Escrevo estas linhas em resposta a um desafio de um grande amigo. Trata-se aqui de refletir sobre a importância que deve ser atribuída pela agenda das políticas governamentais aos ecos de uma aparente agenda pública vertida nas redes sociais online. Em termos menos duros, menos teoria do agendamento, a ideia é tentar perceber qual a importância das opiniões nas redes sociais para a ação governativa das nações. A resposta parece-me imediata: acredito que tais opiniões não devem ser motivo para tomadas de decisão, nem pesarem mais do que qualquer outro elemento de ação política, sob pena de total erosão da lógica governativa. Afirmo-o por estar convicto da vulnerabilidade da precisão dos dados de análise dessas opiniões. Afirmo-o pelo estado da arte das ações deliberadas nas redes sociais.
Quando sabemos que, através das redes sociais online, a Cambridge Analytica manobrou milhões de cidadãos norte-americanos e britânicos de forma a servir resultados políticos como a eleição de Trump ou a concretização do Brexit, temos de duvidar da representatividade desses universos. Quando Bolsonaro investiu milhões de reais em comunicação no WhatsApp dirigida a populações visivelmente pouco esclarecidas, temos de duvidar do papel democrático das opiniões nessas redes. A estratégia dos candidatos populistas tem passado pela criação de milhares de contas fantasma, bots que publicam e interagem automaticamente. Também as últimas eleições presidenciais portuguesas serviram comprovadamente de campo de ensaio para as mesmas estratégias promovidas pela extremadireita xenófoba, nomeadamente através da criação de milhares de perfis falsos, entre outros esquemas ardilosos. Milhares de falsos cidadãos que não podem ter voz, sob circunstância alguma, mas que criam a ilusão de engrossar as hostes populistas.
Um dos princípios da nossa democracia reside na ideia de cada cidadão ter acesso a um voto, a uma voz. Nas redes, ele pode criar milhares de vozes falsas em poucos minutos. Outro princípio da democracia afirma que existem locais próprios para a tomada de decisão; lugares onde a representatividade está garantida, onde as regras do respeito pelo debate aberto são escrupulosamente monitorizadas. São as assembleias (de freguesia, municipais, da república), são as urnas de voto, são as petições, são os movimentos associativos de cidadãos, são os partidos políticos. Penso que trazer as redes sociais para esta arena, assumindo-as ingenuamente como espaço democrático pode fazer resvalar definitivamente as democracias. Tentar encontrar opinião pública nas caixas de comentários das notícias ou nas redes sociais, será um exercício condenado ao fracasso. Acresce ainda a essa visão ingénua o agravamento da replicação automática de conteúdos das redes sociais por pseudo-jornalistas de copy-paste que envenenam assim a agenda mediática com pós-verdades, falsidades, rumores. Esse é um artifício que só se pode resolver com a melhoria do trabalho jornalístico. Com a sua edificação e respeito pelos seus profissionais. De outra forma, o trabalho jornalístico estará sempre ensombrado pela dúvida da sua validade, obrigando os governantes e o público a duvidar constantemente.

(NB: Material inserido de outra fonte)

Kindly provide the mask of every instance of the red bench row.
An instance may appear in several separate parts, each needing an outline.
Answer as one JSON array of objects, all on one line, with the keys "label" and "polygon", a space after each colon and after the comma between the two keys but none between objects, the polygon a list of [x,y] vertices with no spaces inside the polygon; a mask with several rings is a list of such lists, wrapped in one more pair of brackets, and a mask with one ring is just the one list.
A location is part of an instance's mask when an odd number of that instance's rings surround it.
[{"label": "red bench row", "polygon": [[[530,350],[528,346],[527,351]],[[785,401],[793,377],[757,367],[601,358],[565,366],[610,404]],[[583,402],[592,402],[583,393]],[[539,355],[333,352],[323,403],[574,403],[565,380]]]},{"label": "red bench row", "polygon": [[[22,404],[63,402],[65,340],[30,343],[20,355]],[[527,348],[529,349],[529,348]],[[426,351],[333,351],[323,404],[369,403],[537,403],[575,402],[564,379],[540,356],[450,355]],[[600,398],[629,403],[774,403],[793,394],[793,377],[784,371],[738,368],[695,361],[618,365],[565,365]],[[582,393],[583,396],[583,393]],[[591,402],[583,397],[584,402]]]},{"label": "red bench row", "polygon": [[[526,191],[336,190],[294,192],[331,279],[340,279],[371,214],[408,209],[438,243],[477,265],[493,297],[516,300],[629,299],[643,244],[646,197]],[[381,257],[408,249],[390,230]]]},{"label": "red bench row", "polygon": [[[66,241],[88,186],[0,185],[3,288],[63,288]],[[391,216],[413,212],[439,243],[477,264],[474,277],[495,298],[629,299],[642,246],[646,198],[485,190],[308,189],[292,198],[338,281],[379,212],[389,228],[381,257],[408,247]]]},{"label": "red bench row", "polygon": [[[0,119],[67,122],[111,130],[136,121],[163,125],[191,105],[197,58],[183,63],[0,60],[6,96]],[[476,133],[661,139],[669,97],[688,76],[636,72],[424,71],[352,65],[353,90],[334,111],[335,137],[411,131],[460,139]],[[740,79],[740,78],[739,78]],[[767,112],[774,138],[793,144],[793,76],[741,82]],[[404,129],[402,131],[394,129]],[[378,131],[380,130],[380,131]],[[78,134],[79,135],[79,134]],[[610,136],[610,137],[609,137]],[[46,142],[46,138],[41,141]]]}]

O lugar certo das redes sociais está no entretenimento e na venda de publicidade. Se delas eventualmente surgirem associações de cidadãos que saem à rua ou elaboram petições, tanto melhor. Deverá ser a essas associações e petições que os governantes deverão atender, cumprindo-se o melhor possível aquilo que uma democracia representativa tem de melhor: a possibilidade de todos serem parte do contrato social.
A ação política deve suportar as suas auscultações do sentir da população a partir da população e não do resultado de códigos binários duvidosos. Deve partir das mesas de voto, dos organismos públicos e dos contactos recebidos diariamente, das associações, das petições, das manifestações, da comunicação social quando se revela merecedora dessa posição, das sondagens e de toda a comunicação estabelecida por cidadãos reais, não confundíveis com programas informáticos.